Los sufrimientos, las enfermedades, el aire que respiramos, los alimentos que
ingerimos, el frío, el calor, el desgaste de la vida diaria nos van matando
poco a poco. Todos los días morimos un poquito: quotidie morior, hasta que llegará un momento en que moriremos del
todo.
No hace falta insistir en
este hecho tan claro. La certeza de la muerte es tan absoluta, que nadie se ha
forjado jamás la menor ilusión. Moriremos todos, irremediablemente todos.
Dios no hizo la muerte,
señores. La muerte entró en el mundo por el pecado.
¡Qué
maravilloso el plan de Dios sobre nuestros primeros padres en el Paraíso
terrenal! Además de elevarlos al orden sobrenatural de la gracia, les
enriqueció con tres dones preternaturales
verdaderamente magníficos: el de inmortalidad,
en virtud del cual no debían morir jamás; el de impasibilidad, que les hacía invulnerables al dolor y al
sufrimiento, y el de integridad, que
les daba el control absoluto de sus propias pasiones, perfectamente dominadas y
gobernadas por la razón. ¡Ah!, pero cometieron el crimen del pecado original,
y, en castigo del mismo, Dios les retiró esos tres dones preternaturales
juntamente con la gracia y las virtudes infusas. Y, al desaparecer el
privilegio gratuito de la inmortalidad, el cuerpo, que es de suyo corruptible,
quedó ipso facto condenado a la
muerte. He aquí, señores, de qué manera la muerte es un castigo del pecado; y
como todos somos pecadores, nadie absolutamente se escapará de esta ley
inexorable: ciertamente moriremos todos.
Pero si
la muerte es ciertísima en su venida, es muy incierta e insegura en su hora y
en sus circunstancias.
Podemos
catalogar y dividir las distintas clases de muerte en cuatro fundamentales:
muerte natural, prematura, violenta y repentina.
¿A qué
llamamos muerte natural? A la que
sobreviene por mera consunción y desgaste, sin enfermedad alguna que la
produzca directamente. Se pregunta, a veces, la gente: “¿De qué ha muerto
fulano de tal? No lo sabe nadie, ni siquiera el médico. ¿Cuántos años tenía?
Noventa y dos”.
Señores,
está claro: ha muerto de muerte natural, de senectud, de vejez. No se necesita
nada más.
Pero, a
veces, ocurre todo lo contrario. Es una muerte prematura. En la flor de la juventud, en la primavera de la vida...
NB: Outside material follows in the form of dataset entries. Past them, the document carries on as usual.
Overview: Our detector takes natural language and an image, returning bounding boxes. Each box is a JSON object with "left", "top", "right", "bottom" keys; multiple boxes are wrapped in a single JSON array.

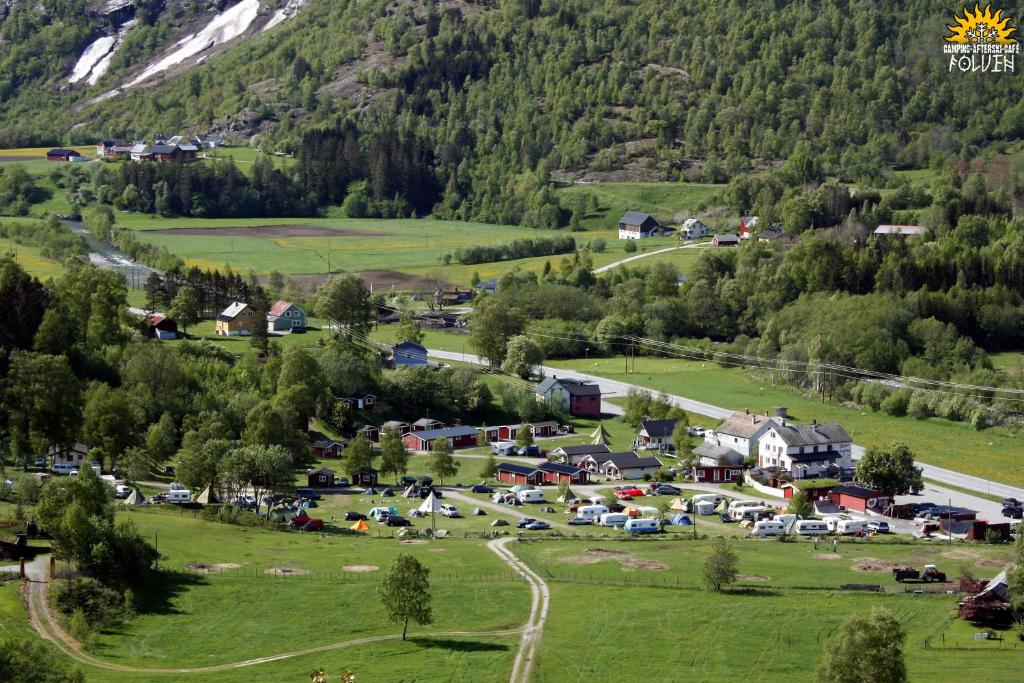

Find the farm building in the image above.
[
  {"left": 216, "top": 301, "right": 257, "bottom": 337},
  {"left": 401, "top": 427, "right": 477, "bottom": 451},
  {"left": 498, "top": 463, "right": 544, "bottom": 486},
  {"left": 679, "top": 218, "right": 708, "bottom": 240},
  {"left": 306, "top": 467, "right": 334, "bottom": 488},
  {"left": 413, "top": 418, "right": 444, "bottom": 432},
  {"left": 391, "top": 341, "right": 427, "bottom": 368},
  {"left": 636, "top": 420, "right": 678, "bottom": 447},
  {"left": 145, "top": 313, "right": 178, "bottom": 340},
  {"left": 828, "top": 483, "right": 892, "bottom": 513},
  {"left": 537, "top": 462, "right": 590, "bottom": 485},
  {"left": 338, "top": 393, "right": 377, "bottom": 411},
  {"left": 266, "top": 301, "right": 306, "bottom": 332},
  {"left": 548, "top": 443, "right": 611, "bottom": 465},
  {"left": 618, "top": 211, "right": 662, "bottom": 240},
  {"left": 310, "top": 438, "right": 345, "bottom": 458},
  {"left": 534, "top": 377, "right": 601, "bottom": 418},
  {"left": 352, "top": 467, "right": 377, "bottom": 488},
  {"left": 693, "top": 441, "right": 743, "bottom": 483},
  {"left": 355, "top": 425, "right": 381, "bottom": 443}
]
¡Cuántos jóvenes se mueren! No ya por accidentes imprevistos –por un disparo
casual, por un atropello de automóvil, etc.–, sino por simple enfermedad, en su
cama, se mueren también los jóvenes. No con tanta frecuencia, pero se mueren
también. En el Evangelio tenemos algunos casos: el hijo de la viuda de Naím y
el de la hija de Jairo. En plena juventud, en la primavera de la vida, se les
cortó el hilo de la existencia: muerte prematura. Las familias que hayan tenido
que sufrir este rudo golpe, que llega a lo más íntimo del alma, levanten sus
ojos al cielo y adoren los designios inescrutables de la providencia de Dios.
Él sabe por qué lo llevó allá. Acaso para que su pureza y su candor no se
agostaran algún día en el clima abrasador del mundo. Dios les reclamó para Sí,
y allá arriba nos esperan llenos de radiante felicidad.
Otras
veces sobreviene la muerte de una manera violenta.
Un agente extrínseco, completamente imprevisto, nos arrebata la vida en el
momento menos pensado. Y unos perecen atropellados por un camión; otros,
ahogados en el mar; otros, fulminados por un rayo; otros, en un choque de
trenes; otros, al estrellarse el avión en que viajaban; otros... No es posible
enumerar todas las clases de muertes violentas que pueden arrebatarnos la
existencia en el momento menos pensado. Un momento antes, llenos de salud y de
vida, un momento después, cadáver. ¡A cuántos les ha ocurrido así!
La cuarta
clase de muerte es la repentina. No
es lo mismo muerte violenta que muerte repentina.
Muerte violenta, como hemos dicho, es la producida por un agente extrínseco a nosotros, como cualquiera
de esos que acabo de enumerar. Muerte repentina, por el contrario, es la que
sobreviene por una causa intrínseca
que llevamos ya dentro de nosotros mismos. Por ejemplo, una hemorragia
cerebral, un aneurisma, un colapso cardíaco, una angina de pecho pueden
producirnos una muerte inesperada e instantánea. Cuando menos lo esperamos:
hablando, comiendo, paseando, podemos caer como fulminados por un rayo, He ahí
la muerte repentina.
¿Cuál
será la nuestra? Nadie puede contestar a esta pregunta. Para muchos de nosotros
ya no es posible una muerte prematura. Ya no moriremos en plena juventud. Pero
¿cuál de las otras tres, la violenta, la repentina o la natural en plena vejez,
será la nuestra? Nadie en absoluto nos lo podría decir, sino únicamente Dios.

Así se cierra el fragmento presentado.